Przez kolejną godzinę trwały prace nad nawierzchnią, którym w milczeniu przyglądało się kilkuset najwierniejszych kibiców. Farsa za nic nie chciała się skończyć. Najpierw próbę toru trzeba było przesunąć z powodu awarii pulpitu sędziowskiego, potem na torze pojawili się wyłącznie gospodarze, bo grudziądzanie odmówili wyjazdu z parkingu, argumentując,. że tor jest niebezpieczny
- Różnica między próbą toru samemu, a ściganiem się w czterech, tym bardziej gdzie newralgicznym miejscem niestety jest wejście w pierwszy łuk.

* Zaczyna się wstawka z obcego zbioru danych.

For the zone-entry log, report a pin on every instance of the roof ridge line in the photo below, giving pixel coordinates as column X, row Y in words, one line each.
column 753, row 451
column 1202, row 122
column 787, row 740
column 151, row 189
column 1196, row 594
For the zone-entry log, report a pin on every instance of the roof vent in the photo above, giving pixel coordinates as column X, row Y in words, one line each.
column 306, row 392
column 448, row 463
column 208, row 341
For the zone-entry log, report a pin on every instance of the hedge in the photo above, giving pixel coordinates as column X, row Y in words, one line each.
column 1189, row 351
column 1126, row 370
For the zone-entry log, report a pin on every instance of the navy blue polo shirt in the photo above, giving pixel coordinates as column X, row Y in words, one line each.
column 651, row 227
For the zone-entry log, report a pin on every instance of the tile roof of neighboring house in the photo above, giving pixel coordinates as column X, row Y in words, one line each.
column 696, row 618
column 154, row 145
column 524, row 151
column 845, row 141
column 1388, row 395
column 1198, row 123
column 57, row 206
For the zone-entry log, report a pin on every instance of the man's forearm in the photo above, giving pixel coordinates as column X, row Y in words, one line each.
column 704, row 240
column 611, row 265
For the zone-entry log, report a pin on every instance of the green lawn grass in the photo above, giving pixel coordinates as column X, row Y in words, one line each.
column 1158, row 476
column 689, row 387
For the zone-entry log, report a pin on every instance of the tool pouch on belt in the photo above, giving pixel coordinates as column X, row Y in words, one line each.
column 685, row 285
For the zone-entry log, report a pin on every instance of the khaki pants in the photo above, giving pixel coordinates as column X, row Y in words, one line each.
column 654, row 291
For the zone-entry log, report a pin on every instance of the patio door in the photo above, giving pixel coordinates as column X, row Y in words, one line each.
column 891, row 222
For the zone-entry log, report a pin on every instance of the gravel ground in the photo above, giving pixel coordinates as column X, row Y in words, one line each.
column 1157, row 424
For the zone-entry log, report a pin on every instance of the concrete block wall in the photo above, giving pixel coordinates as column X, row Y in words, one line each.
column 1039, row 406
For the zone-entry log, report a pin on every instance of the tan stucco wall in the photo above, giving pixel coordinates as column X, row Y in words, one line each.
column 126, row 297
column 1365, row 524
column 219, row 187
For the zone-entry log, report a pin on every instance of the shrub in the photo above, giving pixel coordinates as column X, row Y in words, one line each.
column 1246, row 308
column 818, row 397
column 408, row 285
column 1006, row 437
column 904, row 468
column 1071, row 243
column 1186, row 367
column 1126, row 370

Tam najwięcej tej wody podciekło pod plandekę i to jest fragment bardzo przyczepny. Można odnieść wrażenie, że jechaliśmy z Kubą płynnie, ale tak naprawdę omijaliśmy ten newralgiczny punkt, bo musieliśmy go omijać - wyjaśniał przed kamerą Szymon Woźniak.
Przez blisko cztery godziny sędzia nie znalazł odwagi, żeby odwołać meczu. "Kpiny z kibiców", "parodia", co to za kompromitacja!" - komentowali fani w social mediach.
- Jakieś kartki, oświadczenia, krążą, telefony, cały czas jest gorąco. Przepraszam państwa, że państwo muszą tak długo czekać - wypalił w końcu przed kamerą Łukasz Benz, dziennikarz Canal+ Sport.
Ostatecznie chwilę przed godziną 22. sędzia ukarał obie drużyny walkowerem.
Michał Sasień dla Canal+ Sport: - Oczekiwałem oświadczeń kierowników obu drużyn po próbie toru. Stan toru oceniłem jako trudny, ale regulaminowy, podobne były opinie zawodników Stali. Grudziądzka drużyna odmówiła wyjazdu, potem obie drużyny zgodnie zaczęły twierdzić, że tor jest niebezpieczny i odmawiają udziału w meczu. Dlatego obie drużyny zostały ukarane walkowerem.
Żadna z drużyn nie zdobędzie punktu w tym meczu, w dwumeczu nie zostanie przyznany punkt bonusowy. Dodatkowo urzędowa kara dla GKM i Stali to po 300 tys. zł, a do tego dojdzie odszkodowanie dla telewizji.